Recently I was asked by another emerging speaker for my recommendations for good books to improve speaking skills. I realized in the past 5 years, I must have read close to fifty books about the topic.
Narrowing it down was difficult, but I thought about which books had been most beneficial for me, and helped me moved forward as a speaker.
If you are an aspiring public speaker or are starting to grow into an emerging professional speaker, here are four books to help you:
Chris Anderson is the owner and curator of TED, an annual conference bringing together the best ideas in Technology, Entertainment, and Design. If you are an aspiring speaker, you should seriously be considering delivering a TEDx talk at some stage.

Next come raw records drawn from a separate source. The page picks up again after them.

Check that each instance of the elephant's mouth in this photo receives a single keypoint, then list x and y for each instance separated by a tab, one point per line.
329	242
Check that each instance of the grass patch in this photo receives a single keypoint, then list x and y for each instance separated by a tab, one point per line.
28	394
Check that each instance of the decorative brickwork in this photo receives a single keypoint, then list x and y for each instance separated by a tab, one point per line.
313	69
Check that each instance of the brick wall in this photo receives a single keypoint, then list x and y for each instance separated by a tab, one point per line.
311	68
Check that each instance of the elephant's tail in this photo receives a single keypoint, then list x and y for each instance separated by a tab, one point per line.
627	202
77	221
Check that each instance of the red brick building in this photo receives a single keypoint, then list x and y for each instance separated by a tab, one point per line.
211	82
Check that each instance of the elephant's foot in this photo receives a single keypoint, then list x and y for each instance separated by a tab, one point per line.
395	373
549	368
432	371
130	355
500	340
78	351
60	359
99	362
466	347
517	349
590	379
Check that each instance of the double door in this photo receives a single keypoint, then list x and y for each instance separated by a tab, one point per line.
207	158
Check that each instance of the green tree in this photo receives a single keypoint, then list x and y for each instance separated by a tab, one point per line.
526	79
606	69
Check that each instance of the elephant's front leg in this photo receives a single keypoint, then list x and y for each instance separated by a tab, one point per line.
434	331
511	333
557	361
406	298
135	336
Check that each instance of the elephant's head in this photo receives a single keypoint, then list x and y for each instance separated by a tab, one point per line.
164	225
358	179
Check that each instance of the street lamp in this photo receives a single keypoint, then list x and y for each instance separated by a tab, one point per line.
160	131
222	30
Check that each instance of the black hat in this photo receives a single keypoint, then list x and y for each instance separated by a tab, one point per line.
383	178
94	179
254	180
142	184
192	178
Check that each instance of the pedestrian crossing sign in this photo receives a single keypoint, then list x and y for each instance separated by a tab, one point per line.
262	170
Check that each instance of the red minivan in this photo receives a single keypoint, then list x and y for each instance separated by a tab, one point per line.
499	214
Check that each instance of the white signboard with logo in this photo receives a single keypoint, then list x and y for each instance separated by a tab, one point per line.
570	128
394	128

His book is both a story about the history and growth of TED, and also how the best TED speakers make an impact on their audience. It is probably the most technical guide I’ve read about speaking in a few years, but has some real gems that will move your skills forward.
Worth a read if: you are interested in becoming a TEDx speaker, or learning how the world of speaking is evolving and changing.
Any Toastmaster who follows the speech contest knows about Craig Valentine’s amazing 1999 World Championship winning speech. He is not only a master storyteller but one of the most insightful speaking coaches I’ve ever heard.
His book is split into two sections: the first is a how-to guide to create compelling stories and engage your audience. The second half is more about the business of speaking: how to market yourself and grow your success.
Worth a read if: you want the basics of good speech mechanics and a how-to guide to start growing your speaking brand.
Steal The Show by Michael Port
I’ve always been interested in how acting and speaking skills converge, and I believe that Michael Port really does an excellent job explaining the links.
He is a showman, and unashamed in promoting his own brand, but his ideas are sound. HIs breakdown of the different types of speaking, as well how to put ideas together are very useful. Perhaps the biggest idea I took away was about taking risks in your speaking and knowing your motivation as a speaker.
Worth a read if: you need to make more impact with your speeches and presentations.
I included this book because I think it is a unique title on public speaking. While he is not a household name as a speaker, Scott Berkun spent years on the road delivering talks to small-to-medium sized audiences.
In his book, he shares some excellent real-world suggestions and perspectives on what makes a speaker relatable, engaging and memorable. He also has good ideas about managing your lifestyle as a speaker.
Worth a read if: you want a real world guide to being a paid speaker, and what is involved.
Of course, there are hundreds of titles available on public speaking, and I could list many more. But I believe these four titles will give you a well-rounded perspective on what you need to get started, and grow as a speaker.
Finally, let me add: if you don’t use the ideas and test them out, then they aren’t going to benefit you. You can have all the theory you want, but it requires implementation to really grow your skills as a speaker.